The annual Employment Insurance Coverage Survey is out, here. The rate of eligibility for regular benefits from Employment Insurance is the lowest since 2003, the earliest year that there is comparable data.
To qualify, a person must have worked in the past 12 months and contributed to Employment Insurance, they must have left their job for a valid reason (layoff is valid, quitting usually is not), and they must have worked between 420 & 700 hours depending on the unemployment rate in their region.
The reason for the lower eligibility rate in 2011 was an increase in the number of workers without sufficient qualifying hours. In 2011, 150,000 otherwise qualified unemployed workers did not work sufficient hours to qualify for E.I. benefits. The reason for this, Statistics Canada says, is an increase in the proportion of unemployed workers who last worked a temporary, non-seasonal job.

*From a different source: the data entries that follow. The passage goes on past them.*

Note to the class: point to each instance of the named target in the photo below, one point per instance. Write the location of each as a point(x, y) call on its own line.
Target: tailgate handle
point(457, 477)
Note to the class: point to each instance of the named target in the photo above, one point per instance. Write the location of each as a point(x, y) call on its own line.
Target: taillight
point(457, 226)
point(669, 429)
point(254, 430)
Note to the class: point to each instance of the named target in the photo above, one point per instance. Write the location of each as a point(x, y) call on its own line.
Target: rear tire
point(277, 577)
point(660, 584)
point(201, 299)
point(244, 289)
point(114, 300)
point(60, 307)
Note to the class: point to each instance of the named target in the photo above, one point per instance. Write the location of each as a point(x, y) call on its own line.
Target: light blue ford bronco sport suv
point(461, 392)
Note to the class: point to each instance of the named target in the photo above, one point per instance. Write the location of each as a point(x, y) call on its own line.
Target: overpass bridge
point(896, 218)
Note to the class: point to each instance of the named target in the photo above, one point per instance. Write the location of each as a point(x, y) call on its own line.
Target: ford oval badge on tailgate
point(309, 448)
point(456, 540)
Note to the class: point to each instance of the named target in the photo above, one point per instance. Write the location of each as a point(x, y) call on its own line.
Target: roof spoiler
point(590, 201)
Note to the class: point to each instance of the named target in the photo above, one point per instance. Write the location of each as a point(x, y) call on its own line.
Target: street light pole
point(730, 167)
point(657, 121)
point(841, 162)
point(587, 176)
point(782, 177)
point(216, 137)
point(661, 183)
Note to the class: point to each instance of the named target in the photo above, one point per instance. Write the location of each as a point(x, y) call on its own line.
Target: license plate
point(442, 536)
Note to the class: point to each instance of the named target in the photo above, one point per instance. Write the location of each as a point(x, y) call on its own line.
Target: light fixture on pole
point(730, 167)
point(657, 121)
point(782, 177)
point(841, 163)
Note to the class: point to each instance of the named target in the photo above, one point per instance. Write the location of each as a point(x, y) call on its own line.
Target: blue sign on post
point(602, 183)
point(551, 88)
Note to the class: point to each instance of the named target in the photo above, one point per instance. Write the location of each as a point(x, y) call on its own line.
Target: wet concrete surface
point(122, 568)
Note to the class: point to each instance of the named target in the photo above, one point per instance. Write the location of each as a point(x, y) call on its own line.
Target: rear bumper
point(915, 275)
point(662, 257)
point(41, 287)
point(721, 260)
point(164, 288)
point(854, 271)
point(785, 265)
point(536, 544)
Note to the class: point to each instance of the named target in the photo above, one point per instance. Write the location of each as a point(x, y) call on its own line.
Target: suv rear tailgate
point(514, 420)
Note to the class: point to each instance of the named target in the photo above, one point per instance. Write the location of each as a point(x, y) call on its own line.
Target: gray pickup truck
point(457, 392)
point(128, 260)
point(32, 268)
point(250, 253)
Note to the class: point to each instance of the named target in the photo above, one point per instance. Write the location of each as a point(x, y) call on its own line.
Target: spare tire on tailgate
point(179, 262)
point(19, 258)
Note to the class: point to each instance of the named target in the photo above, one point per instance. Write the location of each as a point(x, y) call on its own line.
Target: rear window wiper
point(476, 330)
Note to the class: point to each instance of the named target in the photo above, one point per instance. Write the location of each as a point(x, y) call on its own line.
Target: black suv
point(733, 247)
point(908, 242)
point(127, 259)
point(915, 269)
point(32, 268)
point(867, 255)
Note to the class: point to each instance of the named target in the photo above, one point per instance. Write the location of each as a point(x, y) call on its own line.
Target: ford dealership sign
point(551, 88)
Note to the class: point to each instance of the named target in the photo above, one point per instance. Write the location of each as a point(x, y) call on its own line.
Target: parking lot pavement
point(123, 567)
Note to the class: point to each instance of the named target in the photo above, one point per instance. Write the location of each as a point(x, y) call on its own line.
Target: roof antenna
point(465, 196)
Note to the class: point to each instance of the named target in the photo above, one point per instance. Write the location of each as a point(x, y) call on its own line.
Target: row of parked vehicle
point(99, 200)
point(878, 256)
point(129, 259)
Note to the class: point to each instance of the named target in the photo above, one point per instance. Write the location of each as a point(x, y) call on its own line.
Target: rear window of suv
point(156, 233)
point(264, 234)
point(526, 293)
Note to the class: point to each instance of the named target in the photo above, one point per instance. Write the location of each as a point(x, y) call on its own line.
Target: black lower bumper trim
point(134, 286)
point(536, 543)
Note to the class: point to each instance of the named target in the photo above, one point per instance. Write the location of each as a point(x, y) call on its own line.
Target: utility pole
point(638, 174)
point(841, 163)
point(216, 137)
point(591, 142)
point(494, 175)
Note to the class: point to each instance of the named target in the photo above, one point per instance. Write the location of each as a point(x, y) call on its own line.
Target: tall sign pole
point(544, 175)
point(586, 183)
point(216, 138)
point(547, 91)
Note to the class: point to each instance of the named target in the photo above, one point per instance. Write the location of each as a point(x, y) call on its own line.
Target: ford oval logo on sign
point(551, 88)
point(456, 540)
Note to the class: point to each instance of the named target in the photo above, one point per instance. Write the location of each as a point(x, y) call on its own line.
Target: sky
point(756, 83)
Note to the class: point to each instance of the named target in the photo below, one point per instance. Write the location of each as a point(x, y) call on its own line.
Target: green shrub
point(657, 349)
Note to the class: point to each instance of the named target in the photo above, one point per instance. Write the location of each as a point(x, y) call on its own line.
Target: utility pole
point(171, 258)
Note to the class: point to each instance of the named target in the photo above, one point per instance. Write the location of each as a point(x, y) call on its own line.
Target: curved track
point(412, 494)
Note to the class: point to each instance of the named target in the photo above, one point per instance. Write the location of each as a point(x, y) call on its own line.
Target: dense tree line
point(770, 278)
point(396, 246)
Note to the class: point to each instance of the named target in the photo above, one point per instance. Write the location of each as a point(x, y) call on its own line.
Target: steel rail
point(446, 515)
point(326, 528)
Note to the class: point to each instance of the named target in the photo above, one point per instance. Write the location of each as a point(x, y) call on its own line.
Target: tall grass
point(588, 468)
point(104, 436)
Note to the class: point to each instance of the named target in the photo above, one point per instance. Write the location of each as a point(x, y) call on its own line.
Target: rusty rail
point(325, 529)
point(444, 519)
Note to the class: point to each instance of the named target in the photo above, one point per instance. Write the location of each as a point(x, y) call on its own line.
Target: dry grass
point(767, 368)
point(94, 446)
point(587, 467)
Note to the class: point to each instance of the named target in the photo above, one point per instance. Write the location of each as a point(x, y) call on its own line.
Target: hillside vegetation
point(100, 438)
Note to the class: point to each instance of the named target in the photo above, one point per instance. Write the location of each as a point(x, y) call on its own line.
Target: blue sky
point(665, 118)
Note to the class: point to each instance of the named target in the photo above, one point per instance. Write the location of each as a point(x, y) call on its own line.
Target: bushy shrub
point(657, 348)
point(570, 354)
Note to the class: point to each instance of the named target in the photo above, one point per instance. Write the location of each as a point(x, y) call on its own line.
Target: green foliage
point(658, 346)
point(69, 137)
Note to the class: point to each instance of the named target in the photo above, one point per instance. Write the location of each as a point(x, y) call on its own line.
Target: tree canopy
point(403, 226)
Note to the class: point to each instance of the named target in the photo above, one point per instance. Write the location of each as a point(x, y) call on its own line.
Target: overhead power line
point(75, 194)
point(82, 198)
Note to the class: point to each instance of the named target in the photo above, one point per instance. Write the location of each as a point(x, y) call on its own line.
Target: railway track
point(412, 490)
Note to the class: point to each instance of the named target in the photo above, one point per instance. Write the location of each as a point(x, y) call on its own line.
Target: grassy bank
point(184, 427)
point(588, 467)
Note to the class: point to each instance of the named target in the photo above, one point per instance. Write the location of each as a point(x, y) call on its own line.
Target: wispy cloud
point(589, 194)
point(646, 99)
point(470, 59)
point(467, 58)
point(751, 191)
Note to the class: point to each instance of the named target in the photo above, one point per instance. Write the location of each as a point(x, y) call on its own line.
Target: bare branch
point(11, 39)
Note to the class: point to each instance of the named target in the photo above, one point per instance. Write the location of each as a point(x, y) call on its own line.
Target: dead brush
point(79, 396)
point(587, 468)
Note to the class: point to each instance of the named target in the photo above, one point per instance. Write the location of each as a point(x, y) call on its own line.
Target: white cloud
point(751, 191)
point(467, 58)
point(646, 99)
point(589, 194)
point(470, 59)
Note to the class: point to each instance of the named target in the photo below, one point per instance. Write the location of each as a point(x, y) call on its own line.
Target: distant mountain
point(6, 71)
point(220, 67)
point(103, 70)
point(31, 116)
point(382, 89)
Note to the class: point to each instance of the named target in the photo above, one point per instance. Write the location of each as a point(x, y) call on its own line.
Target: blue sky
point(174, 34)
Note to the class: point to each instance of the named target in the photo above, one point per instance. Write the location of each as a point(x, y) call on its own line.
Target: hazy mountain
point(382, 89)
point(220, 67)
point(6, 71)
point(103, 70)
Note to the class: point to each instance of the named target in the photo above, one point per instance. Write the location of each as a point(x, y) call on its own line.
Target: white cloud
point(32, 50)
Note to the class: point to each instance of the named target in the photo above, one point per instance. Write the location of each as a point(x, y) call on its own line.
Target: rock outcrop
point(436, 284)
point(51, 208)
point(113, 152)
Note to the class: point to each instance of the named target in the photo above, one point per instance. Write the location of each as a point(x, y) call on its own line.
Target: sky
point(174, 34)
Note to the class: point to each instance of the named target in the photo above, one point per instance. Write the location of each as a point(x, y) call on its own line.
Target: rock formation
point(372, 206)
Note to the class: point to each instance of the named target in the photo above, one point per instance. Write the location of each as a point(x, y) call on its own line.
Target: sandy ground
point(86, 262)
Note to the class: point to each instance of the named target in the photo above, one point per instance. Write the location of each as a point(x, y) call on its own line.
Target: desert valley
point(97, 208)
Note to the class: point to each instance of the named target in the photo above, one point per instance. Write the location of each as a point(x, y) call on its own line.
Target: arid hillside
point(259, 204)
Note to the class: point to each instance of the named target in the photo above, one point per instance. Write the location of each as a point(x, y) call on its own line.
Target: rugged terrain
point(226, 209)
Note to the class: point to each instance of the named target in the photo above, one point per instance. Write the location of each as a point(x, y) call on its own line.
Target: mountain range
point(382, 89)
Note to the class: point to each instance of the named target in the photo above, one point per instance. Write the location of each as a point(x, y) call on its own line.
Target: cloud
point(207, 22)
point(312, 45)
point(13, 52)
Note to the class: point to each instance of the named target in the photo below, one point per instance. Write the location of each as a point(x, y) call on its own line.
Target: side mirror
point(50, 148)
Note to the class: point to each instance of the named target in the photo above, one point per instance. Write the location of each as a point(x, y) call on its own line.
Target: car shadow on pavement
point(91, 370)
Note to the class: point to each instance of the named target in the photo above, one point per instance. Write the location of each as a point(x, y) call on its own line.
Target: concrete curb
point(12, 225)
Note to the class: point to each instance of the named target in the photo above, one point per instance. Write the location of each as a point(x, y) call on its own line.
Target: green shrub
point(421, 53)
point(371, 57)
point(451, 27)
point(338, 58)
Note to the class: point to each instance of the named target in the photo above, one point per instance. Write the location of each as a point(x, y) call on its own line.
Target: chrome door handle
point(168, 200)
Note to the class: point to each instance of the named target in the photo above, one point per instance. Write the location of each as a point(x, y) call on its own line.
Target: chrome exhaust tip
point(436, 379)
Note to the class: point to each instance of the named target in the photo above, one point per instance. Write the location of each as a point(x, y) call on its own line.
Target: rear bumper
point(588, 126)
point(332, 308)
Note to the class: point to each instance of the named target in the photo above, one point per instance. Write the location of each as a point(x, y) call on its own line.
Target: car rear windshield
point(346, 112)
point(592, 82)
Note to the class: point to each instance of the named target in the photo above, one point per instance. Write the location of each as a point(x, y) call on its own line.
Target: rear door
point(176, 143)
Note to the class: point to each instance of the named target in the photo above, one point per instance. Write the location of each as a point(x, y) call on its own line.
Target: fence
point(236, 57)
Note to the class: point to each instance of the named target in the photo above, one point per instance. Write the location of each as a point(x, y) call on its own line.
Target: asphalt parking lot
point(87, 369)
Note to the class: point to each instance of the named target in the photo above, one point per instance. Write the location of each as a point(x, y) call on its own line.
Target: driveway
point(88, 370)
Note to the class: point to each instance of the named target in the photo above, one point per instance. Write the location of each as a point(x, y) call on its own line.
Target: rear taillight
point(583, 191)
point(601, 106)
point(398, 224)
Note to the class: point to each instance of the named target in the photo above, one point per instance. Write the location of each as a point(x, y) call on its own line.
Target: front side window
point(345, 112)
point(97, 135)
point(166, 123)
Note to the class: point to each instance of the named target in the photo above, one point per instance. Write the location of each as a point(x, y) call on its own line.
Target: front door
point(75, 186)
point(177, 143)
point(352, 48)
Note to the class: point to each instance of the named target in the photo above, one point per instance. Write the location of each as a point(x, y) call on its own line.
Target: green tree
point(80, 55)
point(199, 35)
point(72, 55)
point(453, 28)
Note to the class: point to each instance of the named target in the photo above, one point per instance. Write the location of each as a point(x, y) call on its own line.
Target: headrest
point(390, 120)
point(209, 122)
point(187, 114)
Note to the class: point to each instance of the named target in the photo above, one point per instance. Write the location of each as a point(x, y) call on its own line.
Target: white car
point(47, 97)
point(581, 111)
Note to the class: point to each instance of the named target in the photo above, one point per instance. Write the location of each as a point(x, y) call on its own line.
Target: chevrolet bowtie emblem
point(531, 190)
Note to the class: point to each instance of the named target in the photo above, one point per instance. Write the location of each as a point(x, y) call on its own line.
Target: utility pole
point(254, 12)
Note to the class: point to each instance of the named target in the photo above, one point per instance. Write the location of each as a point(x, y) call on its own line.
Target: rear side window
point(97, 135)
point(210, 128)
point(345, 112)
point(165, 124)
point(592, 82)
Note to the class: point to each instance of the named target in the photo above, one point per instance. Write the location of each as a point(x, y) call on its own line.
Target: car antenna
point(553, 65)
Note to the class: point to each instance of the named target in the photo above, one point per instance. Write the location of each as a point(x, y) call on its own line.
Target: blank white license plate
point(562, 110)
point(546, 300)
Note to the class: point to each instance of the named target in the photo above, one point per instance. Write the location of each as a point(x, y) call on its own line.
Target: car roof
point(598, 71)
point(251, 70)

Hardest hit were people aged 25-44, and women of all ages. In 2010 and 2011 54% of new jobs for persons aged 25-44 were temporary, and 57% of new jobs for women were temporary – a whopping 95% of new jobs for women aged 25-44 were temporary.
In 2011 we saw increases in temporary employment in construction, trade, transportation and warehousing. In 2008, before the recession, there were 875,200 temporary jobs. In 2011 there were 1,017,200 temporary jobs, equal to an additional 142,000 temporary workers. This is equivalent to a 1 percentage point increase in temporary employment as a proportion of all jobs.
The increase in temporary work that we saw in 2011 is partly due to a sluggish and uncertain recovery and a winding down of government infrastructure projects that were in place during the recession (i.e. temporary jobs ended).
Government austerity policies were put in place before the economy was able to absorb those cuts. The PBO estimates that federal cuts will lead to slower GDP growth of 1% per year over 2014 – 2016, and 125,000 fewer jobs created over that period.
Changes made to EI in the federal 2012 budget will make this situation worse. Some of these changes have been implemented, such as the new “Working While on Claim” pilot, and eliminating the extra 5 weeks in high unemployment areas.
More changes are expected to become effective in early 2013 – such as the changes to suitable work.
These changes will work to lower wages and working conditions for all workers, employed as well as the unemployed. They will require unemployed workers to take jobs at below their skill level far too quickly, resulting in bad matches for both workers and employers. This will actually increase skills shortages.
Beyond requiring workers to take jobs at lower wages, the new rules will require workers to accept jobs which are different from their previous job in terms of working conditions and work schedule. For example, a worker may be obliged to shift from day work to shift work, or from permanent work to temporary contracts.
A Pan-Canadian affordable childcare program is an example of labour-intensive public infrastructure that more than pays for itself in the long run. With continued low borrowing costs, the federal government should be investing for the future in public infrastructure that improves labour productivity, rather than making cuts that are counter-productive.